Telavancin Penetration into Human Epithelial Lining Fluid as Determined by Population Pharmacokinetic Modeling and Monte Carlo Simulation

Albany College of Pharmacy, Albany, New York; Ordway Research Institute, Albany, New York; Pulmonary Associates, Phoenix, Arizona; and Theravance, Inc., South San Francisco, California

^* To whom correspondence should be addressed. Email: lodiset{at}acp.edu.

	Abstract

Background: Telavancin is an investigational bactericidal lipoglycopeptide with a multifunctional mechanism of action, as demonstrated against methicillin-resistant Staphylococcus aureus (MRSA). While the plasma pharmacokinetics have been described, drug penetration in the lung, measured by the epithelial lining fluid (ELF), remains unknown. Population modeling and Monte Carlo simulation were employed to estimate the ELF penetration of telavancin.
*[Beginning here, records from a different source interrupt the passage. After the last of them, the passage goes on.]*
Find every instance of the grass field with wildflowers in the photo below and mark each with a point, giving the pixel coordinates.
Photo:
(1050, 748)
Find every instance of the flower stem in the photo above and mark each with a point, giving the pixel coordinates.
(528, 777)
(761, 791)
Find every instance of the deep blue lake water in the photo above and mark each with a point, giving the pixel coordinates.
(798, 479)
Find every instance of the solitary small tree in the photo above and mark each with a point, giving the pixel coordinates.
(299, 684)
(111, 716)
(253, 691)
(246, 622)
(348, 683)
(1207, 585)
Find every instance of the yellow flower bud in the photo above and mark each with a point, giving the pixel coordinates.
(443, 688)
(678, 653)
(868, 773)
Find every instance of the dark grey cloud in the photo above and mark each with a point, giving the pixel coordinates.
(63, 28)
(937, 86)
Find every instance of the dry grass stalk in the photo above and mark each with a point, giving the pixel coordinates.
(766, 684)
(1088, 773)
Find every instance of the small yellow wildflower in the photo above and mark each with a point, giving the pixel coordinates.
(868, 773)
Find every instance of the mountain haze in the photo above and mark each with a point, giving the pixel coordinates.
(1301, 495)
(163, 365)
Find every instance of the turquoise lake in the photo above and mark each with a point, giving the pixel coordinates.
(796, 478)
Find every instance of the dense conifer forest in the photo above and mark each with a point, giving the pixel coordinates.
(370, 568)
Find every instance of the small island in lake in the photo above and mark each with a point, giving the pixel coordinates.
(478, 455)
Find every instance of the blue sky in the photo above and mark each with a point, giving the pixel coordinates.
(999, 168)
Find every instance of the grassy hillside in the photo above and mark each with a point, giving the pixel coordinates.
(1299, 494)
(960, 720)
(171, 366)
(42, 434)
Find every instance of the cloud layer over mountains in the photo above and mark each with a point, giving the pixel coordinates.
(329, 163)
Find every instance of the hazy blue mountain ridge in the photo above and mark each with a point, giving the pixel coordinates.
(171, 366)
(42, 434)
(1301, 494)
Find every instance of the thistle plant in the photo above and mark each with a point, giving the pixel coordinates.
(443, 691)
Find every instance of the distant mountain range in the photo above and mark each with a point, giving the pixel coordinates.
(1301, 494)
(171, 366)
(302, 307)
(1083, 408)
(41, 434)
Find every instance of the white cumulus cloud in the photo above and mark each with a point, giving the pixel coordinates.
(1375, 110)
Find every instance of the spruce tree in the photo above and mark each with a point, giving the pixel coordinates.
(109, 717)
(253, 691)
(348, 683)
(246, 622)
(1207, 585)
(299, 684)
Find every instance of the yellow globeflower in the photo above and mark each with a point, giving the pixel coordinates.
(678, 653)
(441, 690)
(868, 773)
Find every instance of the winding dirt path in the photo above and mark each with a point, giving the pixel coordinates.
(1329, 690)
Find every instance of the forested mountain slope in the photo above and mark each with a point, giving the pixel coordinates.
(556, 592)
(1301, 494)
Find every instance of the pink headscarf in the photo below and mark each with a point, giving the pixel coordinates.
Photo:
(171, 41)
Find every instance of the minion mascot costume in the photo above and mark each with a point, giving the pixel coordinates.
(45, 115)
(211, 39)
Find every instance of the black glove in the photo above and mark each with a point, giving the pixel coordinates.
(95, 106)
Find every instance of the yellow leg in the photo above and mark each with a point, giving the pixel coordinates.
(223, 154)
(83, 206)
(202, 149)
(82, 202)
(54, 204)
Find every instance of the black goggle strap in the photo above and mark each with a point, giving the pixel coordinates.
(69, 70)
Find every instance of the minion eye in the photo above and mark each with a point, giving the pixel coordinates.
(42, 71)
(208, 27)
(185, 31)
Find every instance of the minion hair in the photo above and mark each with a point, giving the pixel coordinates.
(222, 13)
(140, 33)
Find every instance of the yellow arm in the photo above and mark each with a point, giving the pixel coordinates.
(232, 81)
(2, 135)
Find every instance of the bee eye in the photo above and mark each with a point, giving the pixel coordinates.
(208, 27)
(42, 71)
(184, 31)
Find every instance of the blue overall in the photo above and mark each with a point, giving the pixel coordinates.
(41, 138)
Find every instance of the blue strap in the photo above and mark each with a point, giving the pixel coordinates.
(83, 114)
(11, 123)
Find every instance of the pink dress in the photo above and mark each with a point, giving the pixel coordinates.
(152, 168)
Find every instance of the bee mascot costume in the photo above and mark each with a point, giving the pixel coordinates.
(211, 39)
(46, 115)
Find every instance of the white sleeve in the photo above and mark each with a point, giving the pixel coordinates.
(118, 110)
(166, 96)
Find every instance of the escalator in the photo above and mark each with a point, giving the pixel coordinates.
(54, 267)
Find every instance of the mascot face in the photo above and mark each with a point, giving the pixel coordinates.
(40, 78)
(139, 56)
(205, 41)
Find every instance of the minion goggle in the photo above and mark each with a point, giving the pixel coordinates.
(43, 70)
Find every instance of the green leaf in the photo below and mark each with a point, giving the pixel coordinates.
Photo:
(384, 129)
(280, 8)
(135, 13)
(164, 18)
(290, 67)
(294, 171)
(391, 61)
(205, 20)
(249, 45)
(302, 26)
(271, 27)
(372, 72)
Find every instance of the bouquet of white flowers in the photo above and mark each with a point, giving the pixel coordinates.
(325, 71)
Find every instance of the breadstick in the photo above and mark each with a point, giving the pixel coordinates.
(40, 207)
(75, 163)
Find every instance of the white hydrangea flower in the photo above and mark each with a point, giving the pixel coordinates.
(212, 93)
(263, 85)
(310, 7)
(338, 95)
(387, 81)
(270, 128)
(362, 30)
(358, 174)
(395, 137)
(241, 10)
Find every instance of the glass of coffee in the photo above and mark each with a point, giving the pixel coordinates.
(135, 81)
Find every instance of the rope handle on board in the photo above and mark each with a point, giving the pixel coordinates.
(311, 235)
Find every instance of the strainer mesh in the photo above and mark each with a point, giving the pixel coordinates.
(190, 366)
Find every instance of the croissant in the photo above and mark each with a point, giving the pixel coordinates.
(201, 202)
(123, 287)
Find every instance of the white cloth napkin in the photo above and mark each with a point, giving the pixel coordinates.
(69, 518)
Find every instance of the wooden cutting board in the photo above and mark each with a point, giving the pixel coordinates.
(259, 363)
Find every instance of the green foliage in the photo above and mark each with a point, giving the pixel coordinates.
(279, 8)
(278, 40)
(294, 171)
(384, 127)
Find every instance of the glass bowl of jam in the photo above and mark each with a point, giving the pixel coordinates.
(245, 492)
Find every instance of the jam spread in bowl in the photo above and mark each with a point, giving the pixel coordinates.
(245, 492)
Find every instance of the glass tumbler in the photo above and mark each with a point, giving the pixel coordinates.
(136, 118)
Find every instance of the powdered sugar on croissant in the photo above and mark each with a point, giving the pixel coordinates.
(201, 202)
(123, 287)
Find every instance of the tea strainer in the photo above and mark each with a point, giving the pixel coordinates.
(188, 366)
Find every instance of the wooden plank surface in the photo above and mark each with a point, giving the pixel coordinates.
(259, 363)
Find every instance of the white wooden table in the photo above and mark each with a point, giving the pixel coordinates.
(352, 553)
Methods: Plasma and ELF pharmacokinetic data were obtained from 20 healthy volunteers, and the pharmacokinetic samples were assayed with a validated liquid chromatography (LC)-tandem mass spectrometry technique. Concentration-time profiles in plasma and ELF were simultaneously modeled using a three-compartment model with zero-order infusion and first-order elimination and transfer. The model parameters were identified in a population pharmacokinetic analysis (BigNPAG). Monte Carlo simulation of 9999 subjects was performed to calculate the ELF/plasma penetration ratios by estimating the AUC_ELF and free AUC_Plasma from zero to infinity (AUC_0-inf) after a single dose.

Results: After the Bayesian step, the overall fits of the model to the data were good and plots of predicted versus observed concentrations for plasma and ELF showed slopes and intercepts very close to the ideal values of 1.0 and 0.0, respectively. The median AUC_ELF/free AUC_Plasma penetration ratio was 0.73, and the 25^th and 75^th percentile value ratios were 0.43 and 1.24, respectively.

Conclusion: In non-infected lung tissue, the median AUC in ELF is approximately 75% of the free drug AUC in plasma.